不器用なわたしたちの恋の糸、結んでくれたのは不思議なもふもふたちでした

 そう言いつつも、ヴィンセント様の顔はとても穏やかだった。

「分かってはいるのだけれど、君を驚かすのが楽しくてね。つい」

「つい、ではないだろう。エリカが驚いているぞ」

「ああ! なるほど、こちらの麗しい女性が君の奥方か」

 ブラッドと呼ばれた青年は、軽やかにわたしに向き直る。

「初めまして、奥方殿。エリカ殿、と呼んでもいいかな? 私はブラッド、君の夫の友人にして副官だ。今後ともよろしく」

「は、はい。こちらこそよろしくお願いします」

 戸惑いながらそう答えると、ブラッドさんは明るい茶色の目を楽しそうに細めてにっこり笑った。ちょっとなれなれしくはあるけれど、嫌な感じはしない。

 ヴィンセント様はどちらかというと近寄りがたい雰囲気をまとっているけれど、ブラッドさんはとても人懐っこそうだ。二人は友人みたいだけど、まるで似ていない。

「まったく、こんな美人をもらったのなら、きちんと手紙にそう書いてくれ。心の準備をせずに出会ってしまったから、愛らしさに息が止まるかと思った」

 そして非難するような口調でそんなことをヴィンセント様に言い放っていたブラッドさんが、急に声をひそめる。彼はきょろきょろしながら、目を輝かせていた。

「ところで、幻獣はどこかな? 前に戦場で出会った、あの白くて大きくてやけに毛の長い狼だろう?」

「ああ、雪狼のことだな。確かにあれは幻獣で、この屋敷にしょっちゅう出入りしているが……飼っている、というのは違う。それに、あと二頭いる」

「そうなのか!? どうか、彼らに会わせてはもらえないだろうか」

 子供のような表情のブラッドさんに、そっと声をかける。

「ええ、いいですよ。それでは雪狼……ええと、ネージュさんっていうんですけど……を探しにいきましょうか」

 そうしてわたしたちは、三人一緒に部屋を出た。わたしが先に立って、きょろきょろしながらみんなを探す。
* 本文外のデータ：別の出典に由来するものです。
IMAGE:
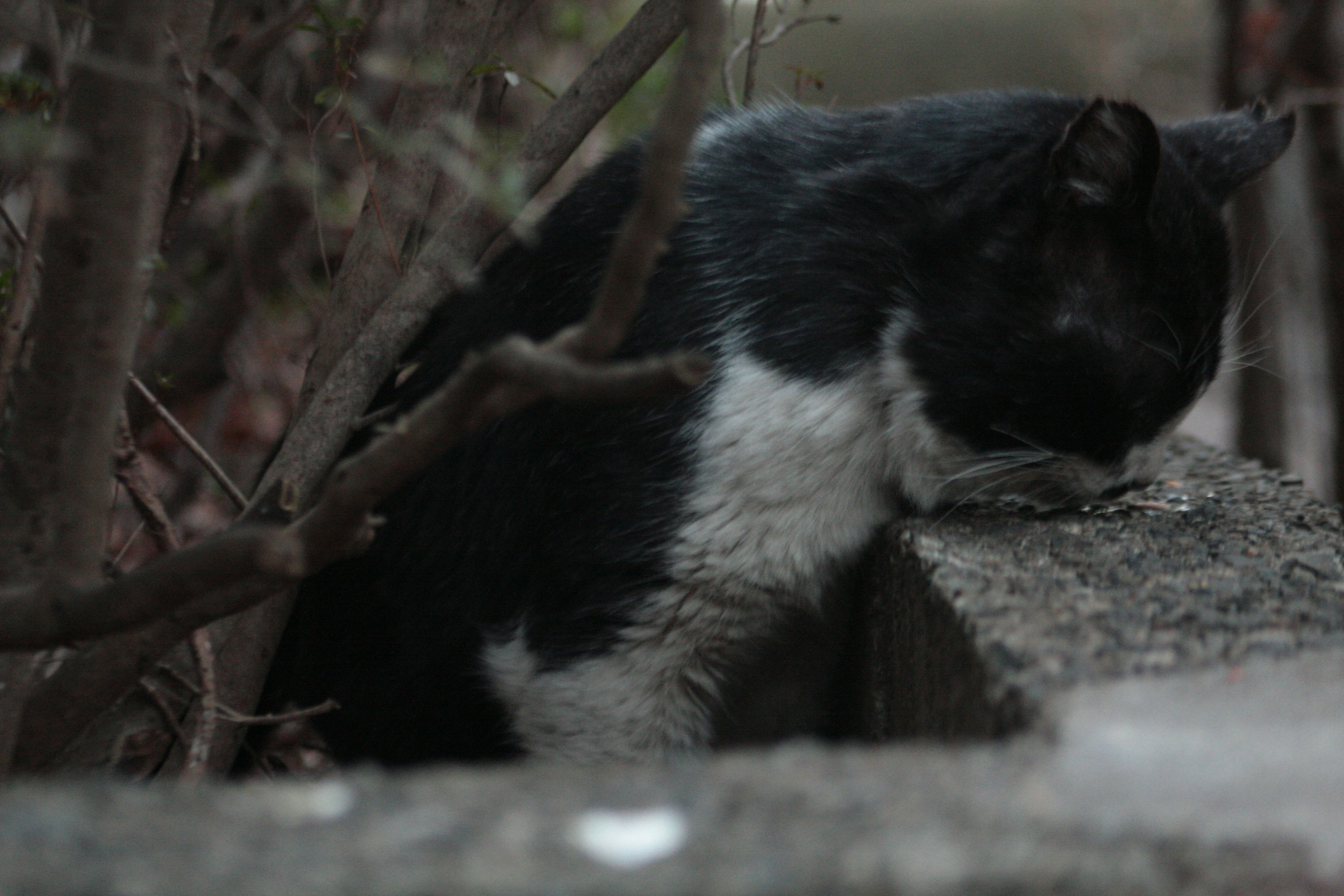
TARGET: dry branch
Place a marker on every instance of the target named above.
(53, 489)
(758, 42)
(130, 469)
(753, 51)
(234, 493)
(26, 281)
(460, 40)
(512, 374)
(627, 57)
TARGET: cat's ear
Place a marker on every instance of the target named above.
(1226, 151)
(1107, 158)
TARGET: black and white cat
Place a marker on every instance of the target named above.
(910, 307)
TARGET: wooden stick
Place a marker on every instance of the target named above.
(193, 445)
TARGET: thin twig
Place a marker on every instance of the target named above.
(126, 547)
(189, 175)
(753, 51)
(236, 91)
(170, 716)
(193, 445)
(768, 41)
(279, 718)
(130, 469)
(25, 287)
(198, 755)
(373, 192)
(240, 567)
(14, 227)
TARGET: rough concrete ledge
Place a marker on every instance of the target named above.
(976, 618)
(1184, 785)
(1171, 649)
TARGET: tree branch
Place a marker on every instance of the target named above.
(130, 469)
(753, 51)
(627, 57)
(53, 489)
(260, 558)
(234, 493)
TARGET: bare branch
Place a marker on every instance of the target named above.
(198, 755)
(459, 37)
(753, 51)
(251, 562)
(658, 209)
(14, 227)
(627, 57)
(768, 41)
(280, 718)
(21, 306)
(267, 38)
(130, 469)
(193, 445)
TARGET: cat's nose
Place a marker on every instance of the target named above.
(1124, 488)
(1116, 491)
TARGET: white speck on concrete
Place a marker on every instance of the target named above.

「あっ、ブラッドさん、こちらです。ちょうど、トレがくつろいでいます」

「トレ?」

「幻獣の一匹、草色の大きなネズミの名前だ」

「本当はトレーフルって名前なんですけど、トレって呼んでくれって、本人にそう言われたので」

 そんなわたしの言葉に、ブラッドさんが戸惑っている。

「本人にそう言われた……? もしかして、そのネズミは話せるのか?」

「ええっと……」

 ちらりとヴィンセント様に目で合図を送ると、彼は小さくうなずいた。どうやら、ブラッドさんには話しても大丈夫みたい。

「……なぜかわたし、幻獣の言葉が分かるみたいなんです」

「俺にはただの鳴き声にしか聞こえないが、彼女が幻獣たちと意思の疎通ができているのは確かだ」

 それを聞いたブラッドさんの反応は、予想外のものだった。彼は目を真ん丸にすると、顔いっぱいに笑みを浮かべたのだ。

「素晴らしい! 幻獣と話すことができるだなんて、なんともうらやましい!」

 あまりにもあっさり信じてしまったことに、今度はこちらが驚く番だった。

「……こいつは、昔からこうなんだ。気にするな」

 苦笑しながら、ヴィンセント様がこっそりつぶやいていた。